I see your larger point about monitoring not changing anything, but I don't understand why results that indicate no change would be less valuable than those showing an improvement or decline. 

I agree with you

Thanks for commenting. Deming:  "Statistics on performance do not improve performance."  My point is that if all you're going to do with the result is react the same way you always do, you're going to get the same result.  Doing another expensive survey is waste -- you may already have a wealth of information in the most recent stable history.  IF possible, why not take some of the data already collected to see whether you can aggregate enough to stratify down to a focused opportunity (as I suggest). 

If all you have is the ranking itself and not the actual survey data, you have no idea what to do and need to do some temporary collection that digs into process inputs.  If that's the case, put your money there for now rather than yet another survey that gives you the same answer

Subsequent survey results can show whether you've "bumped the needle" with any intervention.

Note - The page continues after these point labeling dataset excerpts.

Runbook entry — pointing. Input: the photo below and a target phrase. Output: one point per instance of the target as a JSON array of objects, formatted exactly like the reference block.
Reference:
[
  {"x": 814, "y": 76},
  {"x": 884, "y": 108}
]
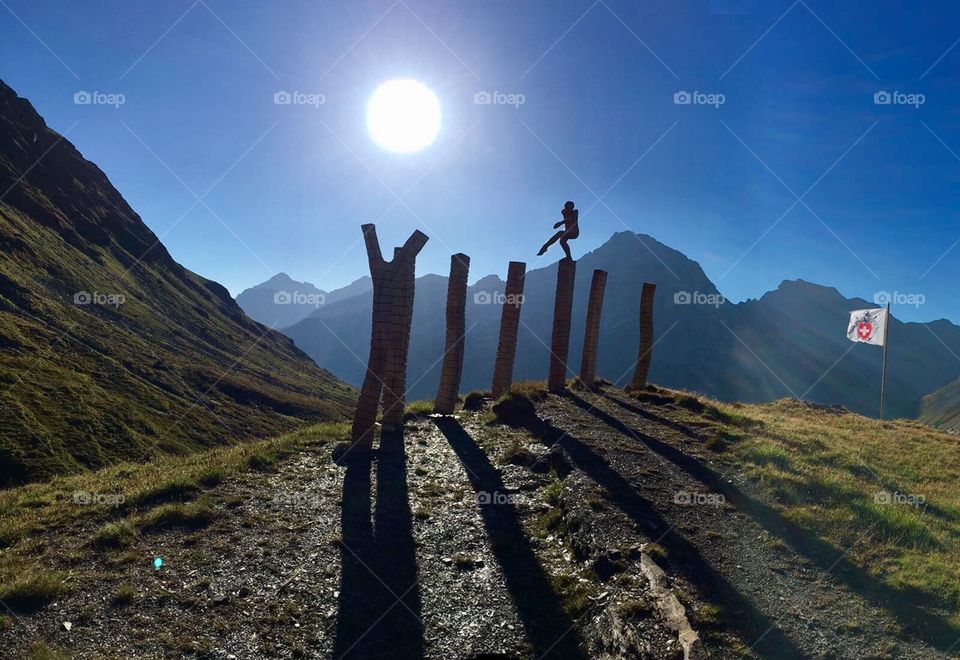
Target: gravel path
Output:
[{"x": 466, "y": 539}]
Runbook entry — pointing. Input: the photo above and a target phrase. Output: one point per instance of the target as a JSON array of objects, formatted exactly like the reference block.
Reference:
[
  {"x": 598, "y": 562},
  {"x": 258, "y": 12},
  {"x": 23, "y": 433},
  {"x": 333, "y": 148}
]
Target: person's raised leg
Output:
[{"x": 553, "y": 239}]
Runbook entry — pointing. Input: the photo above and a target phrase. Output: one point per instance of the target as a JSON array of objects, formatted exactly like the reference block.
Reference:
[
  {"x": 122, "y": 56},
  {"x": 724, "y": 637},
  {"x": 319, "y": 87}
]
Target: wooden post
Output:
[
  {"x": 509, "y": 324},
  {"x": 386, "y": 277},
  {"x": 560, "y": 337},
  {"x": 646, "y": 337},
  {"x": 591, "y": 333},
  {"x": 456, "y": 329},
  {"x": 395, "y": 381}
]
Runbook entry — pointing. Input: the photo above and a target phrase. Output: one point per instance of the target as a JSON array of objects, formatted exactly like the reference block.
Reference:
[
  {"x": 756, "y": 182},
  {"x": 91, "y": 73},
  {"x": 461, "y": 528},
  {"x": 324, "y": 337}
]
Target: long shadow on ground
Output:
[
  {"x": 750, "y": 623},
  {"x": 548, "y": 628},
  {"x": 908, "y": 606},
  {"x": 379, "y": 609}
]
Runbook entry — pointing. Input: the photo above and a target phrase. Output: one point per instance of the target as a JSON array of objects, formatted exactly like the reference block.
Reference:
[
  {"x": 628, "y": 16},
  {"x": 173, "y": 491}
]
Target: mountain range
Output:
[
  {"x": 109, "y": 349},
  {"x": 789, "y": 342},
  {"x": 281, "y": 301}
]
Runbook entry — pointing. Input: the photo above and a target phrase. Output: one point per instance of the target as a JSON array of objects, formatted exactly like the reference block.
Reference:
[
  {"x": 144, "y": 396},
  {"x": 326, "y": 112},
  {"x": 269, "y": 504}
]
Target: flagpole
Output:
[{"x": 883, "y": 373}]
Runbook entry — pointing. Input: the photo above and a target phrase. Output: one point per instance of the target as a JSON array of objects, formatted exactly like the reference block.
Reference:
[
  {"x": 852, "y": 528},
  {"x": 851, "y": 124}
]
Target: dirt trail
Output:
[{"x": 464, "y": 540}]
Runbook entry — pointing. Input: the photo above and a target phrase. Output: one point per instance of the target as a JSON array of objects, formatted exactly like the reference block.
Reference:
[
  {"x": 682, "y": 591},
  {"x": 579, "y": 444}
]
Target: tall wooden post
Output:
[
  {"x": 646, "y": 337},
  {"x": 560, "y": 337},
  {"x": 387, "y": 278},
  {"x": 401, "y": 320},
  {"x": 591, "y": 333},
  {"x": 456, "y": 329},
  {"x": 509, "y": 324}
]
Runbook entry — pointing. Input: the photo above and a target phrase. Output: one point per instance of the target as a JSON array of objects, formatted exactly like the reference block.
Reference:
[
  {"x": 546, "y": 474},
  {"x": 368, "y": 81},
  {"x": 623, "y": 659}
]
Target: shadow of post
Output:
[
  {"x": 379, "y": 603},
  {"x": 549, "y": 629},
  {"x": 907, "y": 605},
  {"x": 753, "y": 626}
]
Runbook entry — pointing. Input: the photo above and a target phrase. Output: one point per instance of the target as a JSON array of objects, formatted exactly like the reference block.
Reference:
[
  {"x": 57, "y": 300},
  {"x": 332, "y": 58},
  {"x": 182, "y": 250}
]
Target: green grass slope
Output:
[{"x": 173, "y": 367}]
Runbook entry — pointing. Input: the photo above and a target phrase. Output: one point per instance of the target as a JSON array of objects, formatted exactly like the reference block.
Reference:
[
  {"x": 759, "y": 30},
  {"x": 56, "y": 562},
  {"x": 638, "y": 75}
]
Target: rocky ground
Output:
[{"x": 600, "y": 527}]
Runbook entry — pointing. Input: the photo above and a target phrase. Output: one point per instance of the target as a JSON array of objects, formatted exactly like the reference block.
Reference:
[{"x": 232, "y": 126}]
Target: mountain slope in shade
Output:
[
  {"x": 790, "y": 342},
  {"x": 281, "y": 301},
  {"x": 942, "y": 407},
  {"x": 109, "y": 349}
]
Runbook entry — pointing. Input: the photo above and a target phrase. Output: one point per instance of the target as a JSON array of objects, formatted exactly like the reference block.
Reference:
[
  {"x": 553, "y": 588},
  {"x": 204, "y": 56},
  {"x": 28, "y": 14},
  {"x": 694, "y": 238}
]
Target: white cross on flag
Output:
[{"x": 867, "y": 326}]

This is a very typical scenario.  In such cases, people tend to react to the latest result with no idea of the true context of variation.  Right now, percentile ranking is a number that makes executives perspire ("Can't be below 50th !") and even drives some reimbursement.  The charts show that the number in islolation is worthless -- the average of its history on the other hand lets you make a relatively accurate estimate of your ranking, which is about as far as its usefulness goes.  But, as I see it currently practiced, it's sheer crazy-making. It's like someone thinking that weighing themselves 10 times a day is going to decrease their weight.

Thanks

That's a useful way of thinking about it. Thanks for the thoughtful and in-depth response.